My husband, Chris, couldn’t understand what I was crying about. “We still don’t know anything,” he told me, trying to reassure me. But I knew enough to cry. I was crying for my family, but especially for Chris who couldn’t see what was coming our way.
Our first appointment after we learned Sean had a hearing loss, I told our pediatrician I wanted all of the research. I thought I was ready at that moment to learn everything I possibly could on the subject. He told me to take a breath. “Let’s go through this process together,” he said. I think about those words a lot. To take a moment, a breath, and remember there is a process to follow. And I don’t have to follow it alone.
There are resources. There is support. There are others walking this path with me, up ahead of me, and we’re all moving through this together.
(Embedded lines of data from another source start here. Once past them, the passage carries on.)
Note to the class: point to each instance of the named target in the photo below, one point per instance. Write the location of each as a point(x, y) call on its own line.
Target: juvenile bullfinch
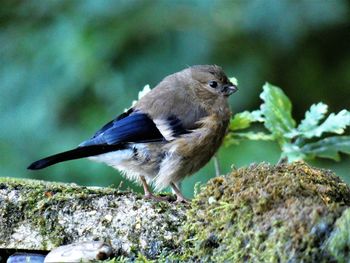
point(169, 134)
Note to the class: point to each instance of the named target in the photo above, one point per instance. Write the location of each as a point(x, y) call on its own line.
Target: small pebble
point(80, 252)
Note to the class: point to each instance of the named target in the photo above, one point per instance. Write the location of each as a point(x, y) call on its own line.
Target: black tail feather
point(76, 153)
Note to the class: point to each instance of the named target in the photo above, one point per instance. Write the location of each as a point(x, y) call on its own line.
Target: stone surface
point(265, 213)
point(38, 215)
point(80, 252)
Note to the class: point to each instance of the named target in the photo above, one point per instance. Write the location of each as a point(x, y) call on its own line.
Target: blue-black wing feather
point(131, 128)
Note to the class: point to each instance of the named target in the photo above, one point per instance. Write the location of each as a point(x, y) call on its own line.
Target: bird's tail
point(76, 153)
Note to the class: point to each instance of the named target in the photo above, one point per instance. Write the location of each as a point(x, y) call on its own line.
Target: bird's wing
point(131, 127)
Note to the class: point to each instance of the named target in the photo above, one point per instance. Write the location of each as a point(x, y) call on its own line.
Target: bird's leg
point(179, 196)
point(148, 193)
point(217, 165)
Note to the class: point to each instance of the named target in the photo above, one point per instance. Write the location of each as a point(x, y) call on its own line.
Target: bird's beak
point(229, 89)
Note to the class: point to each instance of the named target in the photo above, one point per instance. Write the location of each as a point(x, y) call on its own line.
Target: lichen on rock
point(265, 213)
point(37, 215)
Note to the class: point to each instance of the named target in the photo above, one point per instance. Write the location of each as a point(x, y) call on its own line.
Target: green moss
point(38, 196)
point(265, 213)
point(339, 242)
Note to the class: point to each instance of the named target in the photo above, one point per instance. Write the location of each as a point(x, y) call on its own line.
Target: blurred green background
point(68, 67)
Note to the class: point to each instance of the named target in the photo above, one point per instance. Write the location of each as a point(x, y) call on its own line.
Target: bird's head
point(212, 78)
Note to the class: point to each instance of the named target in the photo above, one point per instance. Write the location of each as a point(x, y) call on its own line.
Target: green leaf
point(335, 123)
point(328, 147)
point(244, 119)
point(277, 110)
point(312, 117)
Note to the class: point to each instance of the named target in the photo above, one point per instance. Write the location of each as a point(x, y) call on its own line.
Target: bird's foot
point(182, 200)
point(153, 197)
We can all help each other.
We’re building a different kind of community, one with neurodiversity, one where conversations around the dinner table are about audiograms and test results and milestones that to neurotypical families might not look like milestones but to us are cause for major celebration.
We’ve been working a lot with Sean on articulating feelings. The other night I was putting him to bed and I asked him how he felt. It hadn’t been a perfect day. It rarely is. But he looked up at me with his head on the pillow and said “I just feel happy,” then closed his eyes, the smile still on his face.
He told me exactly how he felt the moment he felt it, a major milestone he’d been working hard to achieve.
I told him goodnight, and then I celebrated.